Ringsatz: http://tackle24.de/index.php?a=2646
Endring: http://tackle24.de/index.php?a=5535
Rollenhalter: http://tackle24.de/index.php?a=937
Foregrip: http://tackle24.de/index.php?a=1003
Reargrip: http://tackle24.de/index.php?a=5986
Endkappe: http://tackle24.de/index.php?a=1002
Bindergarn: http://tackle24.de/index.php?a=4405


Sollte ich was wichtiges vergessen habe, oder eine Komponente nicht zur anderen passen so klär mich bitte auf 


Im übrigen hat ich mir über das Zapfenproblem schon gedanken gemacht, und dachte über folgendes: http://www.ebay.de/itm/1m-Carbon-Stabe-2mm-16mm-CFK-Fiber-Rods-Kohlefaser-Rundstab-1000mm-Stab/181330285095

Wobei ich mir denke das klassiche "GFK-Stäbe" abriebfester sein sollten.
Natürlich entsteht immer mal wieder abrieb, aber sollte dies passieren kriegt der Zapfen eine Schicht Epoxid drüber wird kurz mit Nasschleifpapier bearbeitet und dann sollte das auch wieder passen.

Aber wie gesagt, von was für Zeiträumen sprechen wir hier? Das dürfte doch nicht in einer Season passieren, vielleicht in 2-3Jahren wenn überhaupt?

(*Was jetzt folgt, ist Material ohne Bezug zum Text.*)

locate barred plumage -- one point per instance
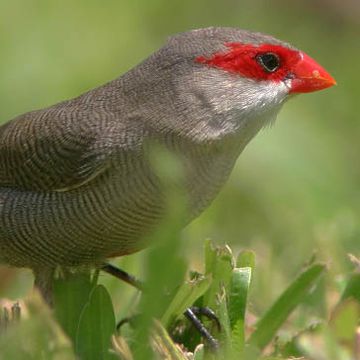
(76, 182)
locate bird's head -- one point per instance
(226, 79)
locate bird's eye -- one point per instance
(269, 61)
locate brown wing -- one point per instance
(53, 149)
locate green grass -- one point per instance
(294, 190)
(83, 322)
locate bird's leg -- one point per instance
(190, 313)
(122, 275)
(44, 278)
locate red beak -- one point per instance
(310, 76)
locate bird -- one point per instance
(77, 184)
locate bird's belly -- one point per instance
(75, 228)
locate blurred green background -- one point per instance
(295, 189)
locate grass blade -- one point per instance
(96, 326)
(239, 288)
(285, 304)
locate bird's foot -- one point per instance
(190, 313)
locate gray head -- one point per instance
(214, 82)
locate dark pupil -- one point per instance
(270, 62)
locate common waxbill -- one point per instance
(76, 182)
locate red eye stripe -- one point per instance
(242, 59)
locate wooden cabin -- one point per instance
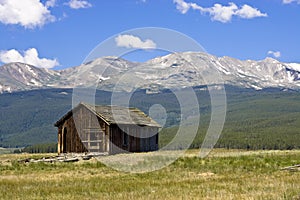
(106, 129)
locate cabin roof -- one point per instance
(115, 115)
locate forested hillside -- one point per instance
(267, 119)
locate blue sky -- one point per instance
(61, 33)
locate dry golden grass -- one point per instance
(223, 175)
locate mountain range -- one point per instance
(177, 70)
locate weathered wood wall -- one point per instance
(92, 134)
(140, 139)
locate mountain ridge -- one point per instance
(177, 70)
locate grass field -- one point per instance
(225, 174)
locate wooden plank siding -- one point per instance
(92, 133)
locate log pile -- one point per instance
(63, 158)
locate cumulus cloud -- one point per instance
(131, 41)
(220, 12)
(77, 4)
(30, 56)
(50, 3)
(27, 13)
(275, 54)
(290, 1)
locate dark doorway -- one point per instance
(64, 148)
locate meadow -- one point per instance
(224, 174)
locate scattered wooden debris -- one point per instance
(63, 158)
(292, 168)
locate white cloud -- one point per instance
(130, 41)
(50, 3)
(275, 54)
(249, 12)
(77, 4)
(219, 12)
(182, 6)
(30, 56)
(290, 1)
(27, 13)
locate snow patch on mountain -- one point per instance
(177, 70)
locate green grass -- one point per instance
(223, 175)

Komisch bei dem Blank ist auch folgendes im Datenblatt:

http://www.rodbuilding.de//Onlinesh...ter/PacBay_Tradition_SpinPoppJerk.htm#T2SP780


Einerseits wird die Rutenlänge beim Einteiler mit 195cm angegeben, die Transportlänge jedoch mit 215cm.
Sind die 20cm für den Griff oder wie darf ich mir das erklären? #c


Achja, Epoxid hab ich hier wird also nicht benötigt 
Nennt mich überheblich, aber ich denke das schwierigste an der ganzen Geschichte wird meiner Meinung nach noch das Wickeln sein:m


----------



## angler1996 (28. Januar 2015)

*AW: Rutenbau für Dummies*

man´, dann eben ich
 Du solltest wirklich mal die Grundlage des Blankvervollständigen lernen.#h
 Die Idee mit Hartholz ist besonders geil.
http://www.rutenbau.eu/shop/bartsch-spinnruten-blanks-c-21_25_109.html

 Guckst du 
 Klapper mal Shops die ab , Du unterschätzt den Aufwand passende Zapfen zu finden oder zu bauen.
 Damit zweifle ich deine handwärklichen Fähigkeiten nicht an.
 Nur fürs Zapfen brauchts ne gewisse Grundkenntnis

 Weserwaller, danke 

 Gruß A.


----------



## Fr33 (29. Januar 2015)

*AW: Rutenbau für Dummies*

Servus,

am besten rufst du Dieter von Tackle24 nach deren Urlaub mal an. Ist ein netter Kerl... der stellt dir auch was zusammen was Hand und Fuß hat bzw. guckt über die Teile ob die zusammen passen. War schon 2 mal bei Dieter im Laden... ist ja um die Ecke ;D

kannste auch nochmal wegen dem Blank fragen. Den misst er dir schnell am Telefon nach  Achja... Bindegarn reicht Stärke A! Würde ich ändern..... D ist schon sehr grob.

 Edit:

 Ich bin mir 100% sicher, dass sich die Aktion des ursprünglichen Blankes stark ändern wird, wenn Zapfen eingeklebt werden. Ich würde tippen er wird a) schwerer und ggf. kopflastiger und b) durch die Abstufungen und die Zapfen aus Vollmaterial von der Aktion her sehr straff.....


----------



## KaiserFranz (29. Januar 2015)

*AW: Rutenbau für Dummies*

Das mit dem Hartholz war das erste was mir in den Kopf kam, weil ich recht gut an der Drehbank bin, frag mich auch nicht wie ich darauf gekommen bin aber das passiert halt mal ;D

Natürlich war der zweite Gedanke dann direkt was richtigeres  soll heißen GFK/CFK Stäbe 

Passende Zapfen zu finden halte ich definitiv für ein Ding der Unmöglichkeit, weil der Konus  immer etwas anders ausfallen dürfte, da es keine richtigen Normen zu geben scheint, was dann nur das "Zapfen selber machen" als Option stehen lässt.
Oder man kauft sich zwei baugleiche Blanks und zerstört wegen ein paar Zapfen einen vollkommen intakten Blank, also auch keine wirkliche Alternative.
Wie gesagt, im Moment sehe ich nicht wie ich um das selber zapfen rum komme ohne mein mir gesetztes Budget von 100€ all-incl. zu sprengen.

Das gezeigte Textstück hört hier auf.